Justice Department opens criminal investigation into E. Jean Carroll over possible perjury tied to Trump civil cases
The Facts
- The Justice Department has opened a criminal investigation into E. Jean Carroll over possible perjury connected to her civil litigation against Donald Trump.
- Multiple reports say the inquiry is examining Carroll's testimony in connection with the two civil lawsuits she brought against Trump.
- The reported basis for the perjury inquiry is a 2022 deposition in which Carroll said she had not received outside funding for her lawsuit, after which legal filings disclosed that some legal fees and expenses were paid with support linked to Reid Hoffman.
- Carroll accused Trump of sexual assault and defamation in two civil cases, and juries found Trump liable in those cases.
- In those civil cases, Carroll was awarded $5 million in one judgment and $83.3 million in another.
- The investigation has been reported as being led out of the U.S. Attorney's Office for the Northern District of Illinois.
- The investigation does not necessarily mean Carroll will be charged, leaving the legal outcome unresolved.
How left and right are reading this
- Both agree
- Sworn testimony in high-stakes civil litigation is treated by both framings as consequential in its own right, with the reported inquiry turning on whether statements tied to Carroll’s lawsuits were accurate even as any criminal outcome remains unresolved.
- They split on
- Whether the story is about a perjury inquiry risking confidence in civil verdicts that already found liability, or about enforcing accuracy in sworn testimony regardless of who won the underlying cases.
Context
What is the reported perjury issue?
Reports say investigators are looking at whether Carroll's 2022 deposition testimony was false when she said she had not received outside funding for her lawsuits. Later filings disclosed that some legal fees and expenses were paid with support linked to Reid Hoffman BBC,Guardian,CBS News.
What were Carroll's civil cases against Trump about?

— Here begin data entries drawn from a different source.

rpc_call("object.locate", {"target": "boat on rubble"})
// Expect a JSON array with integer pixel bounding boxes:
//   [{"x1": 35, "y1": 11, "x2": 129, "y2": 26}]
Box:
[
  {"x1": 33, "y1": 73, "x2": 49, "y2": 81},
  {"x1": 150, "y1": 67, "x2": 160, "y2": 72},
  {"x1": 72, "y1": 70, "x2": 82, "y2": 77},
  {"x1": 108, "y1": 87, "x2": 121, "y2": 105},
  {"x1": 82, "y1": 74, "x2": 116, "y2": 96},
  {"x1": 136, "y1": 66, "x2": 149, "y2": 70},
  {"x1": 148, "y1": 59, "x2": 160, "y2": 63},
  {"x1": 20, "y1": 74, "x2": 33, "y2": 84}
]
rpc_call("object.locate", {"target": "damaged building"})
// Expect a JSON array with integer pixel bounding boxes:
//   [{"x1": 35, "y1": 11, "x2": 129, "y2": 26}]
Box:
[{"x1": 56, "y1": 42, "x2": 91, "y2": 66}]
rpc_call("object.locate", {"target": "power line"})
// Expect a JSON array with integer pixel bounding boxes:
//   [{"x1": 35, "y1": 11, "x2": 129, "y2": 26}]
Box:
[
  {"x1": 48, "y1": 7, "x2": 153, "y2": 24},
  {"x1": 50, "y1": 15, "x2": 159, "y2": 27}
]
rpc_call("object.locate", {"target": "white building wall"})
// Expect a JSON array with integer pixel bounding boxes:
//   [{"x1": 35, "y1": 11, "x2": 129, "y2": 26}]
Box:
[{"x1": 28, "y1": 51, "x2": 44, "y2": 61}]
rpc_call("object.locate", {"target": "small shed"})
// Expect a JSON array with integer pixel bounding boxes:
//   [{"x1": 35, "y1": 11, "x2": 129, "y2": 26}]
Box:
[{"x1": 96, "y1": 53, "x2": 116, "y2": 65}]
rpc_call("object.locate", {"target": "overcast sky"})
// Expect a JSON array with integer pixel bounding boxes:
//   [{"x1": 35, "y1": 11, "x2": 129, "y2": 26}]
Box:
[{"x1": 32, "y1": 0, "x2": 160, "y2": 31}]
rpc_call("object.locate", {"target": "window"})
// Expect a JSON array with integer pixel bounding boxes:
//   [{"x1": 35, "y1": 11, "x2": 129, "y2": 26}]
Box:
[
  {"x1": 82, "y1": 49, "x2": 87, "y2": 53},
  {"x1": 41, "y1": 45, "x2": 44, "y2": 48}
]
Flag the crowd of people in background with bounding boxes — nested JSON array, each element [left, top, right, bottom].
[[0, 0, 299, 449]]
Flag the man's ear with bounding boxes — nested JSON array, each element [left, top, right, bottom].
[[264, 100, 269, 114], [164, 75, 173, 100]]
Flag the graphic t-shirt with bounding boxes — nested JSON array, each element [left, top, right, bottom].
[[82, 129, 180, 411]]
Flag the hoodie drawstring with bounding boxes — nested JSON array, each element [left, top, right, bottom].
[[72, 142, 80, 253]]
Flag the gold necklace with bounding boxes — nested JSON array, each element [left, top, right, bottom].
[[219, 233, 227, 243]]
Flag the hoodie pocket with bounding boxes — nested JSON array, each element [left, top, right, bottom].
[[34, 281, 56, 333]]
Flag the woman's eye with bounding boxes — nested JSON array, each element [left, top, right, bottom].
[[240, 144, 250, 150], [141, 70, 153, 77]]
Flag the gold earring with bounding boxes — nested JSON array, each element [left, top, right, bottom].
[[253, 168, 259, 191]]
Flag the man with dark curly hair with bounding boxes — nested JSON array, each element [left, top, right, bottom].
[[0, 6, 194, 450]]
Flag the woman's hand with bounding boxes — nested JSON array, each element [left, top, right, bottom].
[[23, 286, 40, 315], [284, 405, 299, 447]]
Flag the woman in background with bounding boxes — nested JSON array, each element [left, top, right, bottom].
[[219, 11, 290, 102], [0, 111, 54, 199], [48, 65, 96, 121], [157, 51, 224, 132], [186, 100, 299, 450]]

Carroll brought two civil cases against Trump: one tied to her accusation that he sexually assaulted her, and another over statements in which he denied her claims and attacked her credibility. Juries found Trump liable, and Carroll won damages in both cases Aol,BBC,CBS News.
What is still unresolved?
It is not yet clear whether the Justice Department's investigation will result in criminal charges against Carroll. Separately, Trump has continued trying to overturn at least one of the civil judgments, including by asking the Supreme Court to review the $5 million case NYT,BBC,El Español.